Bürckstümmer Tilmann, Bennett Keiryn L, Preradovic Adrijana, Schütze Gregor, Hantschel Oliver, Superti-Furga Giulio, Bauch Angela
Research Center for Molecular Medicine (CeMM), Lazarettgasse 19/3, 1090 Vienna, Austria.
Nat Methods. 2006 Dec;3(12):1013-9. doi: 10.1038/nmeth968. Epub 2006 Oct 22.
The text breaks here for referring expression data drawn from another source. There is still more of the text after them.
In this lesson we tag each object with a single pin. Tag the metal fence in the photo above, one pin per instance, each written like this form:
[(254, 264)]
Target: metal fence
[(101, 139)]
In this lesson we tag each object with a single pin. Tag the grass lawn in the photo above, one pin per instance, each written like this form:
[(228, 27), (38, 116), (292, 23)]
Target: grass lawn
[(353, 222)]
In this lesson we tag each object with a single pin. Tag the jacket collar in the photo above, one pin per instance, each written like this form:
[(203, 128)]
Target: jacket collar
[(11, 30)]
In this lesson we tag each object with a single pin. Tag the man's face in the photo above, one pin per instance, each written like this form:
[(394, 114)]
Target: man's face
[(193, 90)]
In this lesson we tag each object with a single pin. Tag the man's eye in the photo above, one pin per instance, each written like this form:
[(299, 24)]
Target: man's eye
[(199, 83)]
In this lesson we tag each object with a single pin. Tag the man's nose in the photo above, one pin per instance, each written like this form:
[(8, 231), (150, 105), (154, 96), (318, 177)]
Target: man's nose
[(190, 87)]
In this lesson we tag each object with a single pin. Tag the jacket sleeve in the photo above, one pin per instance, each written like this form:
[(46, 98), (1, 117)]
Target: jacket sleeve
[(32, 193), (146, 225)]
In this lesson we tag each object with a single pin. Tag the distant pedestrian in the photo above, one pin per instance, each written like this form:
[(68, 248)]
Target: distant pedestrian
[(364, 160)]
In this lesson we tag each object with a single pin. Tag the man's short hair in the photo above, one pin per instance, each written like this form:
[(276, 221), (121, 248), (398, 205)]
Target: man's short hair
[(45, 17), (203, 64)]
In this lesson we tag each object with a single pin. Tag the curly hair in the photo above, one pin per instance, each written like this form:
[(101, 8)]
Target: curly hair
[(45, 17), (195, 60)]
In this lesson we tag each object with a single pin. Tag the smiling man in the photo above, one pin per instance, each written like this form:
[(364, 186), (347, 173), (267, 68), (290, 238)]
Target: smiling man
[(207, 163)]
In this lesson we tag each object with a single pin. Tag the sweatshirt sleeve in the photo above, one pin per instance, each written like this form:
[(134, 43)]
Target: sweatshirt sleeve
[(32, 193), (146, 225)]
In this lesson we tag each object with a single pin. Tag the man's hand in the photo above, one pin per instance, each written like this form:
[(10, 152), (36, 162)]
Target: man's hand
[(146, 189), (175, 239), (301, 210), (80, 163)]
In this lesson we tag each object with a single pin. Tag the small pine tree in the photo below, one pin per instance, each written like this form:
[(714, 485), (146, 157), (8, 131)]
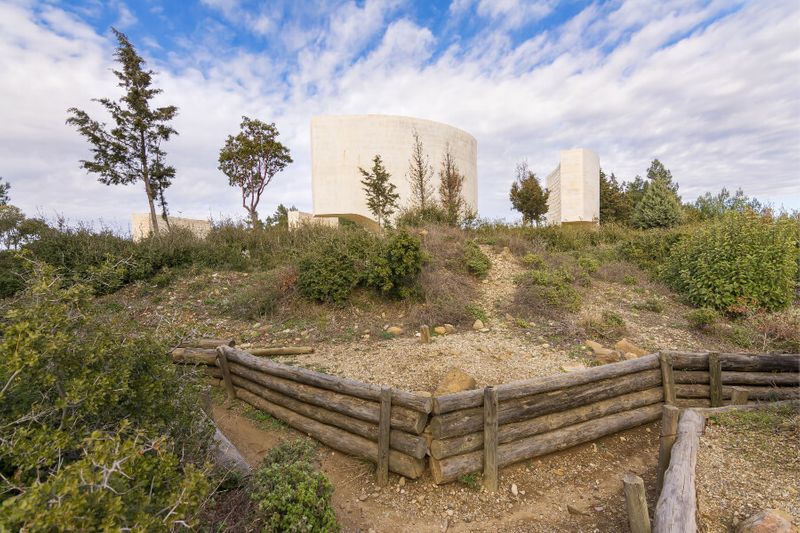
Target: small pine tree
[(659, 208), (380, 191), (527, 196), (450, 186), (420, 173)]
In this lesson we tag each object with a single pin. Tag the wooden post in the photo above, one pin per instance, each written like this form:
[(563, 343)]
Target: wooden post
[(739, 396), (669, 430), (715, 379), (667, 379), (636, 502), (384, 431), (222, 361), (424, 334), (490, 480)]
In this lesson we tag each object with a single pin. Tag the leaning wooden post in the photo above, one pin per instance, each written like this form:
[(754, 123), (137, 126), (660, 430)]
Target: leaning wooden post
[(739, 396), (715, 379), (636, 502), (667, 379), (669, 430), (384, 430), (222, 362), (490, 480)]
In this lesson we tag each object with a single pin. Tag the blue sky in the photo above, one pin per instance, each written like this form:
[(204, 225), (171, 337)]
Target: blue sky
[(712, 88)]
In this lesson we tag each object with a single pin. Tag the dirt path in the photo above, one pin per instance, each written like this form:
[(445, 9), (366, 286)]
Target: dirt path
[(576, 490)]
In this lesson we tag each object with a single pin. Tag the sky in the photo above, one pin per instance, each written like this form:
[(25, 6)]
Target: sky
[(711, 88)]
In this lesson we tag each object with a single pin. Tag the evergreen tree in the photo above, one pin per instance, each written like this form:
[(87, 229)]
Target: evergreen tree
[(659, 208), (251, 159), (420, 174), (615, 205), (451, 183), (380, 191), (130, 151), (527, 196)]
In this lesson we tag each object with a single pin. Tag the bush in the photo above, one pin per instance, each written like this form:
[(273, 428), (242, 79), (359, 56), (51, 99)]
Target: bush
[(702, 318), (738, 263), (477, 262), (291, 495)]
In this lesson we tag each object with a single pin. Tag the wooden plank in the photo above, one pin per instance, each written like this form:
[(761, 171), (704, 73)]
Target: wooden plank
[(402, 418), (441, 448), (413, 445), (667, 379), (519, 389), (467, 421), (636, 503), (669, 429), (382, 473), (490, 477), (450, 468), (414, 401), (336, 438), (222, 362), (677, 504)]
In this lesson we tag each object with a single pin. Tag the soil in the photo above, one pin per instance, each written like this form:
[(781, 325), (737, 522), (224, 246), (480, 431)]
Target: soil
[(743, 469)]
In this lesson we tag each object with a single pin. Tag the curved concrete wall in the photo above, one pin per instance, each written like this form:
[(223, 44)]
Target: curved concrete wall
[(342, 144)]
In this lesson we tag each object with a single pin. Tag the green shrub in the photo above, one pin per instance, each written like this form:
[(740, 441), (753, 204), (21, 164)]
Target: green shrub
[(702, 318), (738, 263), (477, 262), (290, 494)]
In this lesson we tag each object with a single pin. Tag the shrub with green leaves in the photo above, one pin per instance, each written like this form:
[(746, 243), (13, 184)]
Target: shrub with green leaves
[(290, 493), (738, 263), (477, 262)]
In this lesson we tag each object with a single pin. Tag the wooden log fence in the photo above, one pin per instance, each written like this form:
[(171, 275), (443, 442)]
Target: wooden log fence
[(483, 430)]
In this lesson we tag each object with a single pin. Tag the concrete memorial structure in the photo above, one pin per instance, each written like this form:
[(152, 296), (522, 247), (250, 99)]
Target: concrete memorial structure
[(574, 188), (342, 144)]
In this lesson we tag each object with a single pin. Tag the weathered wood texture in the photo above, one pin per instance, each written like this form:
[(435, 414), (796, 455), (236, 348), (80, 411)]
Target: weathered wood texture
[(470, 420), (417, 402), (441, 448), (677, 504), (450, 468), (519, 389), (413, 445), (636, 503), (336, 438), (402, 418)]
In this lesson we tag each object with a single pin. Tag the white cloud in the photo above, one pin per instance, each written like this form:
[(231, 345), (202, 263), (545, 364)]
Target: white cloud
[(719, 106)]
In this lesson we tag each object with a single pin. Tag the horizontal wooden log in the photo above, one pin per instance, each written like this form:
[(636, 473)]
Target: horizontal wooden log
[(450, 468), (206, 343), (402, 418), (737, 362), (677, 504), (336, 438), (197, 356), (518, 389), (441, 448), (285, 350), (468, 421), (753, 392), (413, 445), (414, 401)]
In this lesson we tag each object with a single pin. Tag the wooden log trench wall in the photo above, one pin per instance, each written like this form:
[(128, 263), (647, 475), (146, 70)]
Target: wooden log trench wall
[(518, 420)]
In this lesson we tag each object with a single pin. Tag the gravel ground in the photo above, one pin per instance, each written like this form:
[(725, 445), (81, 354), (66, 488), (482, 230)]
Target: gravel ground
[(746, 466)]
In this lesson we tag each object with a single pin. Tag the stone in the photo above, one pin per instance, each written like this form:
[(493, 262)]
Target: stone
[(456, 380), (626, 346), (769, 521)]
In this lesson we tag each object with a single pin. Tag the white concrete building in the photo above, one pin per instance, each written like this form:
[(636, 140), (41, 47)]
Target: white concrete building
[(574, 188), (342, 144)]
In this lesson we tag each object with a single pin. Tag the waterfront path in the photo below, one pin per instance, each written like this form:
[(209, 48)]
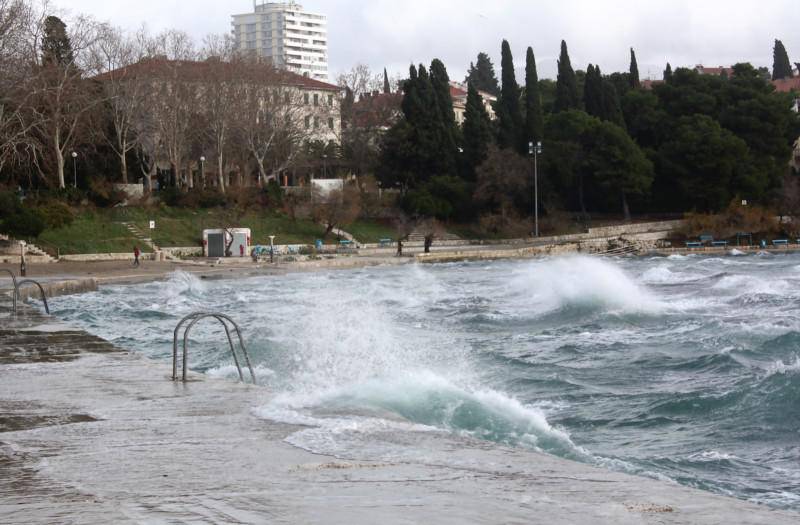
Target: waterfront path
[(91, 434)]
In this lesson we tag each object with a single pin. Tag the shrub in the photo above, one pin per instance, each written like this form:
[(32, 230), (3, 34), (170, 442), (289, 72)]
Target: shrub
[(56, 214)]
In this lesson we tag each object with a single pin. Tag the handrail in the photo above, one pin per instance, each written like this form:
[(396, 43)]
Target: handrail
[(195, 318), (41, 289), (15, 292)]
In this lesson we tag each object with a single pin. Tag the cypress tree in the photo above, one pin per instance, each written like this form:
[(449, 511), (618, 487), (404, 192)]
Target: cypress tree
[(566, 84), (593, 92), (509, 115), (477, 132), (635, 81), (534, 122), (56, 45), (668, 73), (781, 67), (612, 107), (482, 75)]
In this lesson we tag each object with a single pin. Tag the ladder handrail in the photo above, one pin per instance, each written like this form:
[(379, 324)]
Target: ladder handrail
[(15, 292), (195, 318), (41, 290)]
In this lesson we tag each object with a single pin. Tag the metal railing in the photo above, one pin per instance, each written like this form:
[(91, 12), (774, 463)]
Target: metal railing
[(195, 318), (15, 291), (20, 284)]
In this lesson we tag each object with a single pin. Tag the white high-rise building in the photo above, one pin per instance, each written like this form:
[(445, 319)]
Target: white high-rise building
[(283, 32)]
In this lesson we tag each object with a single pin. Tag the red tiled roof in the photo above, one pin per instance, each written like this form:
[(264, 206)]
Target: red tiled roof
[(199, 70)]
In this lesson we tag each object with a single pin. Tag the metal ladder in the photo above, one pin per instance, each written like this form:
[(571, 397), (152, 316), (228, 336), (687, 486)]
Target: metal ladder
[(195, 318), (20, 284)]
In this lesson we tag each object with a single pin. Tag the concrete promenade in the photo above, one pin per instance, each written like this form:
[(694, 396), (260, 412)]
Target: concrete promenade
[(91, 434)]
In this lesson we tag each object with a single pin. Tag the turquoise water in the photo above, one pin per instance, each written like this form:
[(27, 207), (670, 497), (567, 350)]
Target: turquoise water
[(686, 369)]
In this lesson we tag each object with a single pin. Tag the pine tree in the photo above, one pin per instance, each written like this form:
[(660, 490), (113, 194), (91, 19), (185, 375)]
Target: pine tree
[(56, 45), (477, 133), (387, 87), (593, 92), (482, 75), (534, 121), (566, 84), (635, 81), (781, 67), (668, 73), (509, 116)]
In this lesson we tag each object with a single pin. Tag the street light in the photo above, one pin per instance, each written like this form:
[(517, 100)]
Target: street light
[(534, 150), (74, 170)]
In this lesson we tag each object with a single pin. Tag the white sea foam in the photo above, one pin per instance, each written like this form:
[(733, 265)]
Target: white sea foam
[(583, 281)]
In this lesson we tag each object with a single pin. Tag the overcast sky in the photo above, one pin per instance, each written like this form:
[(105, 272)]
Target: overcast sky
[(395, 33)]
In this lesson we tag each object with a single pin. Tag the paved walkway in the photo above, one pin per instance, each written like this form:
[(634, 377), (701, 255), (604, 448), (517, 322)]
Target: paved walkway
[(90, 434)]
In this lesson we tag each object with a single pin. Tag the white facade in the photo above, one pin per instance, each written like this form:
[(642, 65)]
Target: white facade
[(290, 37)]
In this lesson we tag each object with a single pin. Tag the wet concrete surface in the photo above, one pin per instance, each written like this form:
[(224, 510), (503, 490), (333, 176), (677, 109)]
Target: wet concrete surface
[(105, 437)]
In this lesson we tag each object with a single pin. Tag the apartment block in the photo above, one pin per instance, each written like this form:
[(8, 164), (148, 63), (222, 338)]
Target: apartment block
[(287, 35)]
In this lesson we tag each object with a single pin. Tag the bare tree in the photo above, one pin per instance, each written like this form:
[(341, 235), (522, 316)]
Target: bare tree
[(360, 80), (64, 98), (337, 208), (268, 112)]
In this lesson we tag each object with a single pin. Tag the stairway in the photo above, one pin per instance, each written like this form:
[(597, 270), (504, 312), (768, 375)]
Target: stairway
[(137, 233)]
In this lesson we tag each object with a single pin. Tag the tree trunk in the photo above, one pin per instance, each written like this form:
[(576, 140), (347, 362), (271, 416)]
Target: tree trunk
[(625, 208), (123, 161), (221, 172)]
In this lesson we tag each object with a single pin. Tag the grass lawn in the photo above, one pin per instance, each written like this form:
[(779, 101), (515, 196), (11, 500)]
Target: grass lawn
[(92, 233), (370, 231)]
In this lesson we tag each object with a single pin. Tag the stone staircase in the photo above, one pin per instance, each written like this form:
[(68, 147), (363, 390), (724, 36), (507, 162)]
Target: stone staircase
[(418, 236), (137, 233)]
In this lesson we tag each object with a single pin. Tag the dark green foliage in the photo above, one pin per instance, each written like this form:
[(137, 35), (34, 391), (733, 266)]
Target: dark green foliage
[(703, 166), (534, 121), (593, 92), (634, 71), (482, 75), (477, 132), (566, 84), (509, 114), (781, 67), (56, 45), (19, 220)]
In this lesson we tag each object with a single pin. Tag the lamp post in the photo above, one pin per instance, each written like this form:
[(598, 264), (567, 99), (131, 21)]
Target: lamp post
[(534, 150), (74, 170), (271, 249)]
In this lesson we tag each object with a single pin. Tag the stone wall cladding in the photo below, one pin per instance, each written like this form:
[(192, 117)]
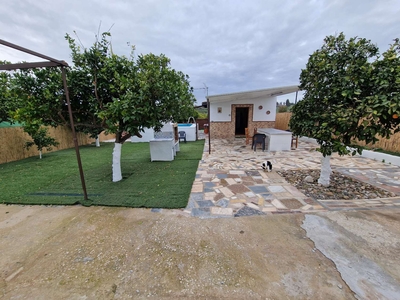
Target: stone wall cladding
[(226, 130)]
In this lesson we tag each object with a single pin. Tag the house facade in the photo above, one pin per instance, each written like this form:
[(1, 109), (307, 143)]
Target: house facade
[(230, 114)]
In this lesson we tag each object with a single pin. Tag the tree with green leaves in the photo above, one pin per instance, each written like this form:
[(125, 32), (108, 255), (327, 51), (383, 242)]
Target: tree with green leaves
[(7, 103), (350, 93), (118, 94)]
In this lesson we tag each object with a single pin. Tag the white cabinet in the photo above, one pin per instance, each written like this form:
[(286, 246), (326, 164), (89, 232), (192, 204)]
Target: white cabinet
[(278, 139)]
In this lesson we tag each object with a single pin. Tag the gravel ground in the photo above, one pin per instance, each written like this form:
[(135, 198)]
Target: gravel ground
[(341, 186)]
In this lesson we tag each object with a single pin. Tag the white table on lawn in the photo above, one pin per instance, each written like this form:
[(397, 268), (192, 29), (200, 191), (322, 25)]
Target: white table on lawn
[(162, 149), (278, 139)]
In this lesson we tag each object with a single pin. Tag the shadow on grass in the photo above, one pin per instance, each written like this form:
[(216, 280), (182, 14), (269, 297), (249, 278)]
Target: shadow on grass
[(55, 180)]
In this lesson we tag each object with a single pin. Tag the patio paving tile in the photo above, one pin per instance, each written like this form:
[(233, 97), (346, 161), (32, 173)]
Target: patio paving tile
[(231, 177)]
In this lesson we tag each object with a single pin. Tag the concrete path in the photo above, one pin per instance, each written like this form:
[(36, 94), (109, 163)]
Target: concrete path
[(231, 183)]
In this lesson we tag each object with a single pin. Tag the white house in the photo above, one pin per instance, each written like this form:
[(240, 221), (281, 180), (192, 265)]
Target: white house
[(230, 114)]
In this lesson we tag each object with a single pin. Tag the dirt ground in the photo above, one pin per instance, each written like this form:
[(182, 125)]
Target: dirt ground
[(122, 253)]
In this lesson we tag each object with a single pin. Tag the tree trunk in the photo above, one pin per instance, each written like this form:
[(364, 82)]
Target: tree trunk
[(326, 171), (97, 141), (117, 174)]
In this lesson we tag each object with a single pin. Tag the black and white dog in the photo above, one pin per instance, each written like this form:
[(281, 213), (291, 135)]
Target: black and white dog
[(267, 166)]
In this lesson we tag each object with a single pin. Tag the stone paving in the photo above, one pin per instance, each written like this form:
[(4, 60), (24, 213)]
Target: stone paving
[(231, 183)]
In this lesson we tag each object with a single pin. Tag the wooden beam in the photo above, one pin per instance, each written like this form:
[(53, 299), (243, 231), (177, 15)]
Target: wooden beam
[(19, 48), (43, 64)]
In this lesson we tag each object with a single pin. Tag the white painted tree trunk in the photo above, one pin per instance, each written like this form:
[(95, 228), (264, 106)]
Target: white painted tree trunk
[(117, 174), (326, 170), (97, 141)]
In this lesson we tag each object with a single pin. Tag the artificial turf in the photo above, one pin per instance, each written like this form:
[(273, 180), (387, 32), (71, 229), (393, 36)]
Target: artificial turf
[(54, 180)]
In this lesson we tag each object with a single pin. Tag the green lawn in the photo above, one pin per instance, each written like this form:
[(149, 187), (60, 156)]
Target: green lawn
[(54, 180)]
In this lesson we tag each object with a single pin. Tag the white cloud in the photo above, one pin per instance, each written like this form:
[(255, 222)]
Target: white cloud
[(229, 45)]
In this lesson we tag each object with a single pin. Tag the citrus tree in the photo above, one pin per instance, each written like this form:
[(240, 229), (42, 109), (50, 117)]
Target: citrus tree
[(351, 92), (118, 94), (7, 105)]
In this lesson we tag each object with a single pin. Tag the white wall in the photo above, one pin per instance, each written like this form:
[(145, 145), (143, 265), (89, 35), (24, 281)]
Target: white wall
[(147, 135), (258, 115)]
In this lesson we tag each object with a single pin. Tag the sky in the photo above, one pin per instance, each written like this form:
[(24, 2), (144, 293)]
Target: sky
[(224, 46)]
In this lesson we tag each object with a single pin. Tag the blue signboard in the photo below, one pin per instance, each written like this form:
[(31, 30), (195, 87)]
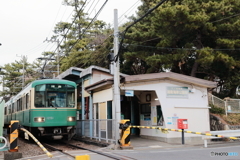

Tandem affinity purification (TAP) is a generic two-step affinity purification protocol that enables the isolation of protein complexes under close-to-physiological conditions for subsequent analysis by mass spectrometry. Although TAP was instrumental in elucidating the yeast cellular machinery, in mammalian cells the method suffers from a low overall yield. We designed several dual-affinity tags optimized for use in mammalian cells and compared the efficiency of each tag to the conventional TAP tag. A tag based on protein G and the streptavidin-binding peptide (GS-TAP) resulted in a tenfold increase in protein-complex yield and improved the specificity of the procedure. This allows purification of protein complexes that were hitherto not amenable to TAP and use of less starting material, leading to higher success rates and enabling systematic interaction proteomics projects. Using the well-characterized Ku70-Ku80 protein complex as an example, we identified both core elements as well as new candidate effectors.
串联亲和纯化(TAP)是一种通用的两步亲和纯化方案,能够在接近生理条件下分离蛋白质复合物,以便随后通过质谱进行分析。尽管TAP在阐明酵母细胞机制方面发挥了重要作用,但在哺乳动物细胞中,该方法的总体产量较低。我们设计了几种针对哺乳动物细胞使用进行优化的双亲和标签,并将每个标签的效率与传统TAP标签进行了比较。一种基于蛋白G和链霉亲和素结合肽的标签(GS-TAP)使蛋白质复合物产量提高了十倍,并提高了该方法的特异性。这使得以前无法用TAP纯化的蛋白质复合物得以纯化,并且使用更少的起始材料,从而提高成功率并推动系统性相互作用蛋白质组学项目。以特征明确的Ku70-Ku80蛋白复合物为例,我们鉴定出了核心元件以及新的候选效应物。